# Mystery Snails? Do they get along with Bettas?



## doggyhog

Hello! I was just wondering if a Mystery Snail would do well with my betta. My Betta is the most calm, non aggressive betta ever!! He is perfectly healthy, don't worry.  He rarely flares. So, I'm wondering, would be a good tank mate? Do they need much special care? Any tips about them would be greatly appreciated. Oh, he is in a 10 gallon now, but will be in a 10 gallon divided tank.


----------



## Lupin

Better not risk that. Stick to nerite snails. A lot of fish are unpredictable and there is no telling when you will be shocked to find its eyes and antennaes were ripped. Apple snails are a lot more vulnerable to injuries than any other snails.


----------



## IonBaller07

While on this thread I heard snails need certain PH and such is that true


----------



## Lupin

IonBaller07 said:


> While on this thread I heard snails need certain PH and such is that true


 It's not about tolerance. It is about their shells. Acidic water (lower than 7 pH) will erode their shells severely. Keep the pH at 7.4 and higher. It is not an issue for fish but it certainly is for snails.


----------



## IonBaller07

Dang, I guess snails are out for me my water is at 6.4


----------



## onekatietwo

I switched to softer water and it seems to be helping my Betta's fins look nicer. I wouldn't make my water harder for a snail.

I really wanted an apple snail and stupidly bought one. He died after about three or four days. My Betta didn't seem to ever bother him, at least not while I was watching (which was quite often).

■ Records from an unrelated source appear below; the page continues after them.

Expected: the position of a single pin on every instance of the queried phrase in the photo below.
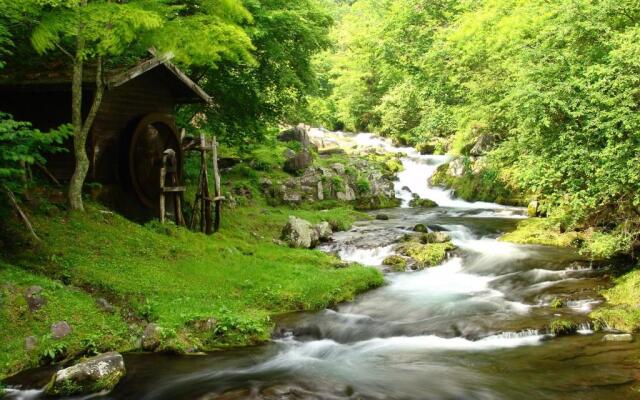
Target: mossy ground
(426, 255)
(541, 231)
(167, 275)
(622, 310)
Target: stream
(473, 327)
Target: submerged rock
(300, 233)
(622, 337)
(397, 263)
(151, 337)
(324, 231)
(96, 374)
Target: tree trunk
(80, 129)
(79, 142)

I have no idea why he died but I'm not going to try it again.


----------



## tennille

I have a gold mystery snail and a betta fish in a ten gallon tank. The first couple of days the betta nipped at the snail, but luckily didn't hurt him. The snail is much bigger now and the betta mostly leaves him alone. Sometimes, I've noticed the betta will swim into the snail and knock him off the tank wall, though I don't know if that is on purpose or not. 

I know ph needs to be high for snails and around neutral or low for bettas, but they both seem to be doing great at 7.6. Is it ok to keep my betta at such a high ph?


----------



## Lupin

Your pH is not really an issue compared to KH (carbonate hardness).


----------



## SillySnail

doggyhog said:


> Hello! I was just wondering if a Mystery Snail would do well with my betta. My Betta is the most calm, non aggressive betta ever!! He is perfectly healthy, don't worry.  He rarely flares. So, I'm wondering, would be a good tank mate? Do they need much special care? Any tips about them would be greatly appreciated. Oh, he is in a 10 gallon now, but will be in a 10 gallon divided tank.

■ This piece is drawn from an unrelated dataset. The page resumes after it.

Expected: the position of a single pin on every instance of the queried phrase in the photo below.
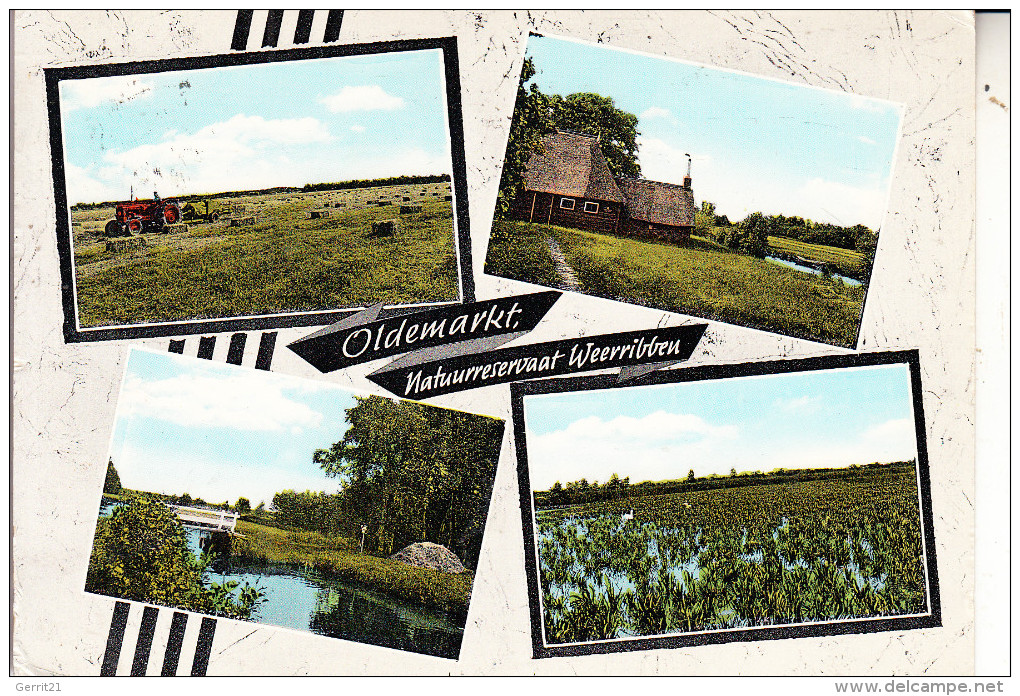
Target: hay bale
(428, 555)
(385, 228)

Ok so i'm in college and had a male crowntail betta, after a month of cleaning his 1/2 gallon cage every five days, I was trying to figure out a better plan for my messy boy. Got a black mystery snail, he got poofy and tried to bite her shell for a day or two, and now follows her like a lost puppy. I only need to clean the tank every 2 weeks or so now, so she must be doing something! Just be sure if you do get snails to get them a source of calcium. They do not clean up the poo, but they do help keep things much cleaner.


----------



## Bombalurina

SillySnail, this thread is more than 2 years old. It's better to start your own thread than to resurrect old ones.  

I strongly suggest reviewing your care arrangments for your betta. If you are basing cleaning on visible dirt, that is not a good idea. What harms fish is ammonia, and that is invisible. With a mystery snail, which has a huge bioload, and a betta in a half gallon tank (not an ideal home due to the lack of water capacity and the inability to heat it) you should be cleaning at least every day, because trust me, your ammonia levels are skyrocketing.


----------